Quarter Quell

The bow, the bread and the snare.

Capitulo 1

Peeta's

Eu desço da Aldeia dos Vitoriosos para o Prego, paro em frente a minha antiga casa e apenas observo seus traços. Os vidros da vitrine estão sujos e por dentro um papel áspero decora-o, impedindo a viso de boa parte do interior do recinto. O térreo do prédio é a antiga padaria de meus pais e o piso superior minha casa. Quase todas as construções do Prego tinham essa arquitetura e utilidade. E quando venci, - vencemos, - os Jogos Vorazes, forcei meus pais a irem morar comigo. Interessante como minha mãe me surpreendeu com a maneira que me recebeu de volta, toda gentil e compreensiva.
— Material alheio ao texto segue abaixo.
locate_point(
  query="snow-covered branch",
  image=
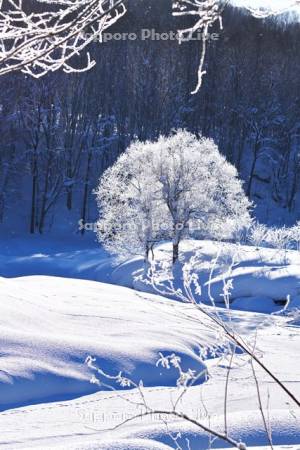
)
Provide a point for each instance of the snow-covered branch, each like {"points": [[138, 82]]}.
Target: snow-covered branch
{"points": [[48, 38], [207, 13]]}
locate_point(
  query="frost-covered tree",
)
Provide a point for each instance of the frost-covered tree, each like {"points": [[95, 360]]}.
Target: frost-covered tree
{"points": [[176, 187], [133, 216]]}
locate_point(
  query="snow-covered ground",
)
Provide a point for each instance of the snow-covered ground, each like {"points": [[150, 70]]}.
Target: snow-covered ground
{"points": [[49, 325]]}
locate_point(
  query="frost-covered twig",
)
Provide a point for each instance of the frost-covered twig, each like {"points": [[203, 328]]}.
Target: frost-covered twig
{"points": [[40, 42]]}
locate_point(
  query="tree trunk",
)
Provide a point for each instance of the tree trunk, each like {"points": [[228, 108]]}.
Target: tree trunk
{"points": [[33, 196], [175, 252], [86, 192]]}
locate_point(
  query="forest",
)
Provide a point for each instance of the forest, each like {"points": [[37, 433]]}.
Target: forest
{"points": [[60, 132]]}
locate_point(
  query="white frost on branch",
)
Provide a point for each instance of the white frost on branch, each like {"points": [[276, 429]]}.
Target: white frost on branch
{"points": [[207, 13], [48, 38]]}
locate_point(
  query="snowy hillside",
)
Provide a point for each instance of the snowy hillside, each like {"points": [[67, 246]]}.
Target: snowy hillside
{"points": [[50, 325]]}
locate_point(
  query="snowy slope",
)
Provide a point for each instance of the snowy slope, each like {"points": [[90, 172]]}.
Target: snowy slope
{"points": [[260, 276], [49, 325]]}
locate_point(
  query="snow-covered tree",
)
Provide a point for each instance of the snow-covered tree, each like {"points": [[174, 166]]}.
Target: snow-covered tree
{"points": [[176, 187], [133, 216]]}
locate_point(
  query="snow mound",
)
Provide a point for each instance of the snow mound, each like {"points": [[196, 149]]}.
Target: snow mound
{"points": [[48, 326], [263, 279]]}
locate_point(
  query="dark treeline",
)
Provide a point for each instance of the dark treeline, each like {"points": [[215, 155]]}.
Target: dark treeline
{"points": [[59, 133]]}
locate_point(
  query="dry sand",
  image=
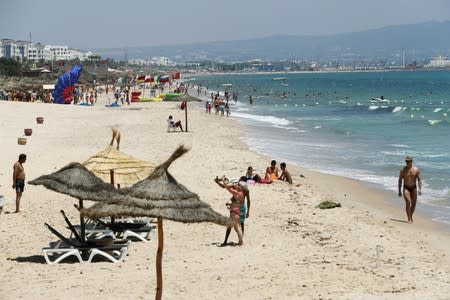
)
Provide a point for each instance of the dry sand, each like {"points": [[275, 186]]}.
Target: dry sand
{"points": [[292, 250]]}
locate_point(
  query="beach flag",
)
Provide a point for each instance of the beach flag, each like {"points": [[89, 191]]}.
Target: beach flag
{"points": [[141, 79], [176, 75], [164, 79]]}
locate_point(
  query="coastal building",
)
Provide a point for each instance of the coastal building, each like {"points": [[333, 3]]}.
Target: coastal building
{"points": [[9, 48], [36, 52], [439, 62], [21, 50], [162, 61]]}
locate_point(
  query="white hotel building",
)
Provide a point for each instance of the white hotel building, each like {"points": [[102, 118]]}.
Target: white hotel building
{"points": [[21, 50]]}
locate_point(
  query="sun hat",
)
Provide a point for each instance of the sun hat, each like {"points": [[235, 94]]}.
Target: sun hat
{"points": [[243, 185]]}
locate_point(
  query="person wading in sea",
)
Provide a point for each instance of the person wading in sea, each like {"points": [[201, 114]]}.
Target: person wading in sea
{"points": [[409, 175]]}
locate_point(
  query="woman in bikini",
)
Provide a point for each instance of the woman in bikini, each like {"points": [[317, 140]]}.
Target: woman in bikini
{"points": [[272, 171], [234, 206]]}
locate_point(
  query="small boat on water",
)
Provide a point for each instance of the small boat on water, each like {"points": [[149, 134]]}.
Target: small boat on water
{"points": [[380, 100]]}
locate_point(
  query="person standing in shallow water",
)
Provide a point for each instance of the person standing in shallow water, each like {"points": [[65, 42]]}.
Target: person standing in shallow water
{"points": [[19, 179], [409, 175], [235, 207]]}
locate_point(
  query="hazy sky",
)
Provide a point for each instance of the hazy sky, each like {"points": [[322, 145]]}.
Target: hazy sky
{"points": [[112, 23]]}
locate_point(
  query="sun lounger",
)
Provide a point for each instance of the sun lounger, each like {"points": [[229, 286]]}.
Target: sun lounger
{"points": [[129, 230], [108, 248]]}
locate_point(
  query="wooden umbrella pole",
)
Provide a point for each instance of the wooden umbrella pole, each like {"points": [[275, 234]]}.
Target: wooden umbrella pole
{"points": [[185, 114], [82, 225], [159, 260], [111, 177]]}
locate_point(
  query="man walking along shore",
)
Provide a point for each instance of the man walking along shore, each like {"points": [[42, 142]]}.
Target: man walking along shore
{"points": [[19, 179]]}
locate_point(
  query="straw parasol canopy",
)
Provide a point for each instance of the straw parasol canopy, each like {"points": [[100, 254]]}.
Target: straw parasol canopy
{"points": [[161, 196], [78, 182], [127, 169]]}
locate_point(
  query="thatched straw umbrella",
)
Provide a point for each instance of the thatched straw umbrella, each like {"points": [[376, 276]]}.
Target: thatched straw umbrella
{"points": [[116, 167], [185, 99], [160, 196], [77, 181]]}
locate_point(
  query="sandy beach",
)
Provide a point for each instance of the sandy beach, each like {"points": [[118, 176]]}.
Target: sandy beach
{"points": [[292, 250]]}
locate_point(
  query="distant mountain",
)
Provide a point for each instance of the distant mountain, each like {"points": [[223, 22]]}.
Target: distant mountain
{"points": [[419, 41]]}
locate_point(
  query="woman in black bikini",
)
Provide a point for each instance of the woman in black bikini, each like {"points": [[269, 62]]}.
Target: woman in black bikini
{"points": [[409, 175], [234, 206]]}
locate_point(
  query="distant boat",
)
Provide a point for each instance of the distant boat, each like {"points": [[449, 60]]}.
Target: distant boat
{"points": [[380, 100]]}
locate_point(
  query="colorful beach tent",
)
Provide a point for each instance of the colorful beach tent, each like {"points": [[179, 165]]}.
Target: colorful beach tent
{"points": [[65, 86]]}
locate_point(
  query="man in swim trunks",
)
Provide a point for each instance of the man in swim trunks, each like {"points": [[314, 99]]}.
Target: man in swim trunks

O sol estava a pino, certamente já era quase meio-dia. Enxugo algumas gotas de suor da testa e seco a mão na camisa. É Julho e o clima nessa época do ano é quase insuportável. Alguns meses atrás, neste mesmo período, eu e minha família íamos para um pequeno riacho quase no fim dos limites do distrito 12. Eram dias quentes como este, mas não tão maravilhosos, e eu praticamente não percebia os problemas que nos cercavam. Porém, agora, morando na Aldeia dos vitoriosos é que impossível irmos para lá, ainda mais com a grande leva de Pacificadores que chegam diariamente. Por isso, sempre que posso – e isso tem acontecido com frequência – venho visitar antigo edifício.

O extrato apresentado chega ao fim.